The Q4 package contains lots of scripts which can be used for providing you with extra information. The most interesting ones are analyze.pl and whathappened.pl. Beware that these scripts can barf out loads of output ! (you can always redirect the output to a file, as if you were on the command prompt)

q4> include analyze.pl
q4> include whathappened.pl
q4> run Analyze AMUP
...
q4> run WhatHappened
System Name: HP-UX
Node Name: anduril
Release: B.11.31
Version: U
Model: no
Machine ID: 123456789
Processors: 1
Architecture: IA-64
Physical Mem: 1571536 pages


This is a 64 Bit Kernel
The system had been up for 44.12 days (381190776 ticks).
Load averages: 0.76 0.77 0.48.


System went down at: Fri Jun 25 11:35:12 2010


+--------------------------------------------+

+--------------------------------------------+
Found adjacent data tr.

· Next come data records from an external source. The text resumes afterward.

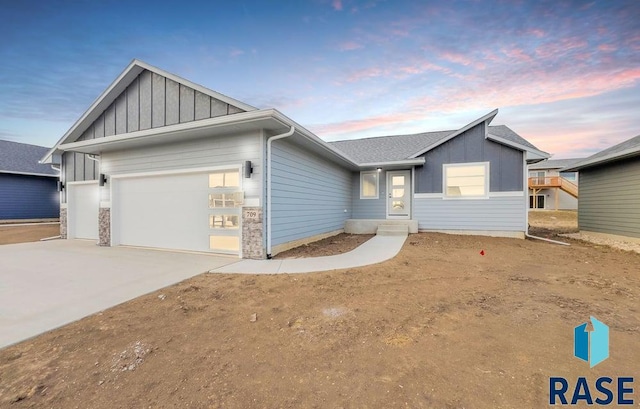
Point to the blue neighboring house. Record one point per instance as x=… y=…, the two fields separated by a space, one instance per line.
x=28 y=189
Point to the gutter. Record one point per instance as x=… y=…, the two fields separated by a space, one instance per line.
x=269 y=172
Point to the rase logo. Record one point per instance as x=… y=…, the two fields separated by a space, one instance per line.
x=591 y=347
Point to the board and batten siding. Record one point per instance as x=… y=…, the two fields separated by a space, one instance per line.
x=369 y=208
x=506 y=170
x=219 y=151
x=609 y=200
x=502 y=213
x=28 y=197
x=309 y=194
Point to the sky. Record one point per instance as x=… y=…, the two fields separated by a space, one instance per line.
x=564 y=74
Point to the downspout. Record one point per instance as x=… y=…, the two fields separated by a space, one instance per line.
x=269 y=171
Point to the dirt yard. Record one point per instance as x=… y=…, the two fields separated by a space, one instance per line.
x=547 y=223
x=451 y=322
x=338 y=244
x=23 y=234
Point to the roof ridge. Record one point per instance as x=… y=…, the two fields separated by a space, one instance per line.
x=23 y=143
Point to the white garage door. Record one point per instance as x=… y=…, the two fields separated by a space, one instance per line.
x=196 y=212
x=83 y=201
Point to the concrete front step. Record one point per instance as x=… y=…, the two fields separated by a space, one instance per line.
x=392 y=230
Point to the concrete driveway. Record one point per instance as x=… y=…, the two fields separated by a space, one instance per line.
x=45 y=285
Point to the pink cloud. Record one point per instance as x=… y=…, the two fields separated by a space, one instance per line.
x=349 y=46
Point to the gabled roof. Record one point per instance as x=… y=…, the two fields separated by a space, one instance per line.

Growing size. 0x240d000 -> 0x640d000.
Loaded ACPI revision 2.0 tables.
MMIO on this platform supports Write Coalescing.
...
gexcp_hndlr: Reserved Register/Field or Unimplemented Address fault occurs in kernel mode.
gexcp_hndlr: unimplemented data address fault, ISR.ir = 0,
data memory reference to unimplemented address
******************************************************************************


reg_dump(): Displaying register values (in hex) from the save state at
ssp 87ffffff_5ffe7200 return_status/reason/flags 0000/0054/00000001


Interruption type: Unimplemented Data Address Fault
panic: gexcp_hndlr: Unresolved priv 0 interruption.


Stack Trace:
IP Function Name
0xe000000001dea710 gexcp_hndlr+0x2d0
0xe000000001c0a780 bubbledown+0x0
0xe000000000afed90 kmem_lpc_alloc+0x2b0
0xe000000000d6ead0 get_kmem+0x290
0xe000000000d66070 kmem_arena_xlarge_alloc+0x2f0
0xe000000000c24e90 kmem_arena_varalloc+0x2d0
0xe000000000df31c0 vfork_buffer_init+0xb0
0xe000000000d0b7c0 newproc+0x11f0
0xe000000000a12930 vfork+0x1440
0xe000000000c261a0 syscall+0x560
End of Stack Trace

It's not always guaranteed that you'll find an exact reason why the machine crashed (especially if it's really kernel related), but at least it can give you a rough idea what happened.